Of the 24 patients with false-positive results, 16 had moderate-to-severe kidney disease (stage IIIa-IV).6All patients in this quadrant were men; their mean age was 75 years, and their mean creatinine level was 182.15 μmol/L. Further laboratory data are listed in Table 2.
The patient whose biopsy results led to an MM diagnosis and the patient whose IFE led to a gammopathy diagnosis both maintained a glomerular filtration rate within normal limits. The Figure shows the κ-to-λ ratios of this quadrant logarithmically.
Discussion
Use of SFLC analysis as a supplement to serum and urine protein electrophoresis has been investigated and accepted in the recent literature.3,4,7,8 Use of light chains as a method of earlier or alternative detection has not been proved. In the present study of 207 patients, comparisons showed that more traditional MM detection methods and SFLC analysis are largely concordant. The 2 patients with MM and negative electrophoretic patterns provided a clear indication of the potential benefit of SFLC analysis in the diagnosis of secretory and nonsecretory myeloma.

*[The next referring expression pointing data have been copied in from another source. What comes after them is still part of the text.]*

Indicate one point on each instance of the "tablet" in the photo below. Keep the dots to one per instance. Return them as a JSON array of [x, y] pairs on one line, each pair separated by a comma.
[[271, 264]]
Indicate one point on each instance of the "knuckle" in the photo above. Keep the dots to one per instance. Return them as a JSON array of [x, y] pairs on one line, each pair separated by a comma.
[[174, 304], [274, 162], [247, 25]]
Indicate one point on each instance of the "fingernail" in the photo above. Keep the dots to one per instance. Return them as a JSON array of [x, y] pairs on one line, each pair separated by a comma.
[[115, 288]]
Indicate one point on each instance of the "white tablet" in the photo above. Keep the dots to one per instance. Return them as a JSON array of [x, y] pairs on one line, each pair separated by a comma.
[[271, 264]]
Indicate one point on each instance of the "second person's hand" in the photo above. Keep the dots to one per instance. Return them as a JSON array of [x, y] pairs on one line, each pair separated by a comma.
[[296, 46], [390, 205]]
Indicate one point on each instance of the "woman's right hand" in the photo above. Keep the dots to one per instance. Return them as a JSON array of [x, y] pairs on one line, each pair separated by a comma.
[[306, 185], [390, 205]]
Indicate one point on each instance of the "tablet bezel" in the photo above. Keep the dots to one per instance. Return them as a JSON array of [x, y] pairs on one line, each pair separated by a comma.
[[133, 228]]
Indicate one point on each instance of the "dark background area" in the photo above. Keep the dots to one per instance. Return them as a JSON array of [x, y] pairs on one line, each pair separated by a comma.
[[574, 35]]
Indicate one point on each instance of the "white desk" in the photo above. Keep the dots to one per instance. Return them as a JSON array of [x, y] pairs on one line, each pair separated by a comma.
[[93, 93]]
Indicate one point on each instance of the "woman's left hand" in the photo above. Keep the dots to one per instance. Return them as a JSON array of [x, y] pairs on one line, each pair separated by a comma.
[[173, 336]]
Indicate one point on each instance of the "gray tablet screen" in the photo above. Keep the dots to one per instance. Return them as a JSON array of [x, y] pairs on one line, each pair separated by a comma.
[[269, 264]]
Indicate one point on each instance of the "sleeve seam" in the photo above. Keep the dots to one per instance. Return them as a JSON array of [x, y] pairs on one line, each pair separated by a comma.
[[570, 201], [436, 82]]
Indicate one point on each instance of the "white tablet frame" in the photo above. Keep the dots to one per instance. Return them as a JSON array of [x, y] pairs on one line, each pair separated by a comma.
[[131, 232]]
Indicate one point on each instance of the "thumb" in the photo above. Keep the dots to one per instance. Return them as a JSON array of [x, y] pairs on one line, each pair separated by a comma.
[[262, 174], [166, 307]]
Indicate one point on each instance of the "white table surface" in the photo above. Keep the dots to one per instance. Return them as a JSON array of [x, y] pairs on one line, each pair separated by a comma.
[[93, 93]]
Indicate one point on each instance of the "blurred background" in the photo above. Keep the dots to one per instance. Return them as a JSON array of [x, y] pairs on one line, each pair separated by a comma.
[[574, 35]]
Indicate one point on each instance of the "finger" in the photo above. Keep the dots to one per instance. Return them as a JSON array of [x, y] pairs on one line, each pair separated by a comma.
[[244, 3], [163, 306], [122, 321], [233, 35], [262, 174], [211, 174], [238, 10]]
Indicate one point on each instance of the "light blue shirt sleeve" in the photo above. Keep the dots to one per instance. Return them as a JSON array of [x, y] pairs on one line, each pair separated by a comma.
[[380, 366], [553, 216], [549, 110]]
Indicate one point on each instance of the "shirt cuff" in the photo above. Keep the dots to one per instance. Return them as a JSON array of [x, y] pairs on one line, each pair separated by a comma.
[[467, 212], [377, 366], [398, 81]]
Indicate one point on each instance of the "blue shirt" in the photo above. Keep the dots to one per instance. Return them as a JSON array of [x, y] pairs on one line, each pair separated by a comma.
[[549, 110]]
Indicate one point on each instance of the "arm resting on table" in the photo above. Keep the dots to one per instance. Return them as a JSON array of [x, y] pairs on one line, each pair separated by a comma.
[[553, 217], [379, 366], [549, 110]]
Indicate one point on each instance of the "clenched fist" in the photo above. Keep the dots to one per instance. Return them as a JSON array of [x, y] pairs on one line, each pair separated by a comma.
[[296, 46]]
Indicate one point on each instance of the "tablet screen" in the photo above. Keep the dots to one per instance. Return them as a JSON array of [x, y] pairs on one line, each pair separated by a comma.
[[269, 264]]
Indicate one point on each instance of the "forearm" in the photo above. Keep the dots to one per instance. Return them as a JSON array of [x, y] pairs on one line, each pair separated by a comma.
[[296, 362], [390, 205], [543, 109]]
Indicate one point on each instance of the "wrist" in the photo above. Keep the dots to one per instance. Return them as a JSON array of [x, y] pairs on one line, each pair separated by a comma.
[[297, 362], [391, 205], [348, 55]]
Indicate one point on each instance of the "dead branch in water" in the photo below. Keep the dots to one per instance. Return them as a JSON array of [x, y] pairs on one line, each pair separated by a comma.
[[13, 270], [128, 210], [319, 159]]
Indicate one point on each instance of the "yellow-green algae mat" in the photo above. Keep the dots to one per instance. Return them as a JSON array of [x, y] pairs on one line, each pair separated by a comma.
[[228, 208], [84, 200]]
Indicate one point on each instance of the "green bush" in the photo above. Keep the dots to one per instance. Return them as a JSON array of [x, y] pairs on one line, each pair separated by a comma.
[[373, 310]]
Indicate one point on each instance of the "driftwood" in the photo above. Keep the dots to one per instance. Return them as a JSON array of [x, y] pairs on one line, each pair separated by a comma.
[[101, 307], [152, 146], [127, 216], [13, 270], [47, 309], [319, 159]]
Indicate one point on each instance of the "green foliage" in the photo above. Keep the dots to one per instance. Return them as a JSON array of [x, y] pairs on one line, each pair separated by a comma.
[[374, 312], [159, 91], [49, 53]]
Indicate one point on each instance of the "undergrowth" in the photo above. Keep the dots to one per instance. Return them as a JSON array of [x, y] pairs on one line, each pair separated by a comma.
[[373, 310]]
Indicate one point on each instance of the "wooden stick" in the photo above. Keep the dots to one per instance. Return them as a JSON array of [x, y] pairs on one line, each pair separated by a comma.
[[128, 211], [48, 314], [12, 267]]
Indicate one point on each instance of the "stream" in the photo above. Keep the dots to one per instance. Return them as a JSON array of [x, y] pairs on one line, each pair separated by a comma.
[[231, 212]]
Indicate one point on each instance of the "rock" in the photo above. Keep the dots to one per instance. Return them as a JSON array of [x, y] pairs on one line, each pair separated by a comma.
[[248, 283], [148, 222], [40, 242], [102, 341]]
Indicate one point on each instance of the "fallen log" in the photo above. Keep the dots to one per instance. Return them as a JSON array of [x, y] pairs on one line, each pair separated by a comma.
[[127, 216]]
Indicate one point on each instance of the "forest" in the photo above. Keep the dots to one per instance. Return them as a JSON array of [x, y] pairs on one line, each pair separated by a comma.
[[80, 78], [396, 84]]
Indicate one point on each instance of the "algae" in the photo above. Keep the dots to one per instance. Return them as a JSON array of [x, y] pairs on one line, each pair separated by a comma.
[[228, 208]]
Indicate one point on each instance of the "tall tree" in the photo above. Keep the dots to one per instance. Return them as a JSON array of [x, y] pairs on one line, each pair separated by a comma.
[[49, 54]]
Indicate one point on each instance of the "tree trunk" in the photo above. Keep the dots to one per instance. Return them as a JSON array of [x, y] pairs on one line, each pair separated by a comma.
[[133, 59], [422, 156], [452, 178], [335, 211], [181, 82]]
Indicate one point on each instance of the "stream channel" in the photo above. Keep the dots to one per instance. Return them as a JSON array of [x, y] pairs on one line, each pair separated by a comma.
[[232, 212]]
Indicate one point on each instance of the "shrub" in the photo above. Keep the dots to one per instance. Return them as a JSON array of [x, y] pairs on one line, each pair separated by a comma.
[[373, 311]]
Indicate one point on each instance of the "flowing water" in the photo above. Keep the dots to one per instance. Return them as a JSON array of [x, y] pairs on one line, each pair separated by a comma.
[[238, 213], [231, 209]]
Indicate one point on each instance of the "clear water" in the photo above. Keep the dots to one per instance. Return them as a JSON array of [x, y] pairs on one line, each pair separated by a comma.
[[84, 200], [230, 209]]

In 2014, Kim and colleagues compared 2 SFLC assays (Freelite, N Latex) to each other and to SPEP in a 120-patient population.9 The Freelite results in their study correlated closely with VA population findings (κ-to-λ ratio sensitivity and specificity: 72.2% and 93.6%, respectively). N Latex, the newer SFLC assay, had lower sensitivity (64.6%) and higher specificity (100%). With application of the extended reference range (0.37-3.1) proposed by Hutchison and colleagues for use in patients with renal failure, SFLC becomes a more statistically powerful tool.5
The patients who tested false-positive had higher mean creatinine levels, and 16 had renal insufficiency. The 2 false-positive patients were later found to have clinical myeloma and were within the normal range of renal function. Of the 16 patients with an abnormal κ-to-λ ratio and renal failure, 15 would be within the revised normal reference range, leaving 9 false-positives, 2 of whom eventually were found to have disease. With the application of the extended light chain range (as per Hutchison) for those patients with renal failure, 15 of the original 24 false-positives became true-negatives. Two of the false-positives become true-positives after they were subsequently diagnosed. Therefore, SFLC analysis detected disease in 22% of the revised false-positives when SPEP could not.
Table 2 lists the revised data after follow-up and renal failure correction. The strongest aspect of SFLC analysis remains its 95% specificity; its 69% sensitivity remains relatively constant. The test’s positive predictive value is 84%, and its negative predictive value is 90%. In veteran and other at-risk populations, SFLC analysis proves to be a very powerful tool on its own.
Conclusion
Both patient cases described in this article demonstrate the usefulness of SFLC analysis as an adjunct to SPEP. The authors propose SFLC testing for all patients who are undergoing MM screening with SPEP/IFE. In patients with renal failure, the expanded reference range seems to reduce erroneous false-positive results. Patients who have abnormal ratios should be followed up in clinic with repeat MM testing. It seems clear that, at the very least, SFLC analysis is a necessary adjunct to SPEP testing. However, SFLC stands on its own merit as well.
Author disclosures
The authors report no actual or potential conflicts of interest with regard to this article.
Disclaimer
The opinions expressed herein are those of the authors and do not necessarily reflect those of Federal Practitioner, Frontline Medical Communications Inc., the U.S. Government, or any of its agencies. This article may discuss unlabeled or investigational use of certain drugs. Please review complete prescribing information for specific drugs or drug combinations—including indications, contraindications, warnings, and adverse effects—before administering pharmacologic therapy to patients.